Arrow-right Camera
The Spokesman-Review Newspaper
Spokane, Washington  Est. May 19, 1883

Review: ‘Miles Davis: Birth of the Cool’ sees jazz legend with empathy, honesty

The documentary “Miles Davis: Birth of the Cool” looks at Davis both for his music and as a person. (JAN PERSSON / JAN PERSSON)
By Glenn Whipp Los Angeles Times

In the first 20 minutes of the terrific new documentary “Miles Davis: Birth of the Cool,” we see the jazz legend grow up in St. Louis, move to New York, enroll at Juilliard, join Charlie Parker’s band, marry classical textures with bebop on the landmark album from which the film takes its title, fall in love with Juliette Grico, get hooked on heroin and then kick the habit.

That’s a movie in and of itself. Davis contained multitudes, changing jazz many times over with his endless innovations and reinventions. The extraordinary thing about Stanley Nelson’s documentary is that it captures all the beauty and ugliness of Davis’ life, explaining how he relentlessly pushed jazz forward and the costs that came with that single-mindedness.

To quote Davis: “Music is a curse. It comes before everything.” Davis’ words are heard throughout “Birth of the Cool.” Essentially, he narrates the movie with Nelson employing actor Carl Lumbly to read portions from Davis’ candid autobiography in the musician’s distinctive rasp. Lumbly isn’t the only one imitating Davis in the film.

Just about everyone interviewed here – and it’s an illustrious lineup that includes the likes of Herbie Hancock, Wayne Shorter, Ron Carter and Quincy Jones – takes an affectionate stab at Davis’ sandpaper whisper.

The trumpet was Davis’ primary way of communicating with the world, and Nelson makes a case that the vulnerable beauty of much of his music, notably the ballads he played with a Harmon mute, was a way of revealing himself beyond his hardened persona.

Hancock likens that elegant sound to a “stone skipping across a pond … he just touched on the waves.” The great saxophonist Jimmy Heath sums it up in a single word: “Tasty.” Of course, beauty was just one aspect of Davis’ artistry, and “Birth of the Cool” does an admirable job in assessing every period of his singular career with an informed passion for the music.

There’s footage of Davis with the quintet that included John Coltrane and Cannonball Adderley, the group heard on “Kind of Blue,” the modal masterpiece that musician Joshua Redman calls “the sacred text.”

We see him labor to create the lush orchestral albums with arranger Gil Evans, as well as create a signature hard bop sound with a new quintet featuring Shorter and Hancock and then revolutionize the art form again with the jazz-rock fusion classic “Bitches Brew.”

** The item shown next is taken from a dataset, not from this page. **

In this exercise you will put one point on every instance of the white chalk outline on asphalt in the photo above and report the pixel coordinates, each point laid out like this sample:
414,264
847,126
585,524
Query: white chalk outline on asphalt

But “Birth of the Cool” attempts to understand the man as much as the music, and Nelson, a veteran documentary filmmaker who has won three Emmys and a Peabody Award , approaches his subject with empathy and unflinching honesty.

Frances Taylor, Davis’ first wife who died last year at age 89, provides insight into the musician’s darker side. Davis was jealous, possessive and abusive. After Taylor, a talented dancer, won a role in the original Broadway cast of “West Side Story,” Davis told her to quit. “A woman should be with her man,” he said. She acquiesced.

“I was in love with him. I quit the show,” Taylor says, her voice still tinged with regret. She eventually left Davis, tired of his physical abuse. “Whoever gets her is a lucky … ,” Davis said, using a particular vulgarity that he used often. At least that’s what Taylor heard he said. “And he was right,” she says with a hint of mischief.

Davis absorbed considerable racism throughout his life, and it fueled much of his anger and bitterness. Smoking a cigarette outside New York’s Birdland nightclub between sets in 1959, just days after the release of “Kind of Blue,” Davis encountered a police officer who told him to move.

When he didn’t budge, an off-duty officer blindsided him. The film shows several photos of Davis, his shirt and jacket covered in dried blood, his face frozen in a look of astonishment. “That incident changed me forever,” Davis said. “It made me much more bitter and cynical than I might have been.”

The considerable achievement of “Birth of the Cool” comes from the way it understands those words and places them in the context of American history. You’ll want to listen to Miles’ music after watching the film, and, when you do, you might feel it a little deeper.